不安のあまり涙を浮かべる者、唇を噛んで悔しそうに表情を歪める者、慌てふためく者……。
混乱した状況を断ち切るように彼女は力強く、凛とした声を響かせた。
『大丈夫よ、皆。必ず貴方たちはわたしが守るわ』
『蒼乃さま……』
落ち着きを取り戻していく。
『わたしは祈りの間に行って地上の巫女たちに力を与える。皆は結界の強化をしてもらいたいの』
『かしこまりました!』
蒼乃の指示を受けて眷属たちは一斉にその場から散っていく。
(白蓮が戻ってくる間、何とかしてこの状況を食い止めないと)
龍神である白蓮の方が水の女神である蒼乃よりも力がある。
それに妖魔との実践経験が多いのも彼だ。
戦えないわけではないが、どちらかといえば補佐を主にしていたので、今回は難しい対決になるだろう。

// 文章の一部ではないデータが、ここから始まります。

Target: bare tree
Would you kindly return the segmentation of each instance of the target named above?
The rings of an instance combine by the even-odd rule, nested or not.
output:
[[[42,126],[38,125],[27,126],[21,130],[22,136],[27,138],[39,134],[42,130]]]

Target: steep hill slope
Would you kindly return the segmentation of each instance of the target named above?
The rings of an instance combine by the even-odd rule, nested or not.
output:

だからといって何もせずに逃げるという選択肢は最初からない。
蒼乃は覚悟を決めると祈りの間へと急ぐのだった。
*
(聖なる力を地上の人々に──)
祭壇の前に立った蒼乃は胸の前で両手を組み、祈りを捧げる。
すると辺りが柔らかい光に包まれ、その煌めきが舞い上がっていく。
これが地上で妖魔と戦う神力者や巫女たちに届けば対抗する力となり、争いも鎮静化するだろう。
(次は結界の外の様子を見に行かないと)
水聖は強固な結界で守られているとはいえ、妖魔は日に日に脅威を増しているのだ。
それが大群で襲ってくるのならば油断はできない。
眷属たちが結界を守ってくれているうちに、こちらに向かってきている妖魔を退治するのが今出来る最善の策だ。

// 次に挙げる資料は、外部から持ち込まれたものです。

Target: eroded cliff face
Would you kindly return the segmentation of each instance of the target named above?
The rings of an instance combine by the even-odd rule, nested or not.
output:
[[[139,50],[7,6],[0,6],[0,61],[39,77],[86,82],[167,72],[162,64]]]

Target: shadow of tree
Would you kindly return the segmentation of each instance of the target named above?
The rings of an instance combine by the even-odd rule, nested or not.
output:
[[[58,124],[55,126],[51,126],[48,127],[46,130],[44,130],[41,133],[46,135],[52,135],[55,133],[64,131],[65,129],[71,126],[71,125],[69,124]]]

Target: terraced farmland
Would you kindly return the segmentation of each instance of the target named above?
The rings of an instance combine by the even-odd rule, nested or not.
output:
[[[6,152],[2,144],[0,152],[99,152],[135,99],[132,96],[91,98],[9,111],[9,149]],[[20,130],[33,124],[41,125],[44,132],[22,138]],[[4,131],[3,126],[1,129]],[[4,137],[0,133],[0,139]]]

蒼乃は覚悟を決めると祈りの間を出て、ふわりと空へと飛び立った。
水聖は水中に存在する場所。
しかし、その周辺は特別な術がかけられていて地上の世界と同じような天候だ。
空を飛んでいる蒼乃は青空に浮かぶ雲と雲のすき間を抜ける。
そして一時的な解術をすると巨大な結界が現れた。
「蒼乃さま!妖魔の元へ行くのならわたくしもお供いたします!」
「貴女さまはこの世界になくてはならない御方なのです。もし何か危険な目にあったら……」
眷属たちが結界の強化を行いながら外へ出ようとする蒼乃を心配そうに見ている。
確かに白蓮が天界から帰ってくる間、水聖を内側から守るという策もあるが、凶暴になり続ける妖魔を途中で食い止めなければ、一気にすべてが終わる。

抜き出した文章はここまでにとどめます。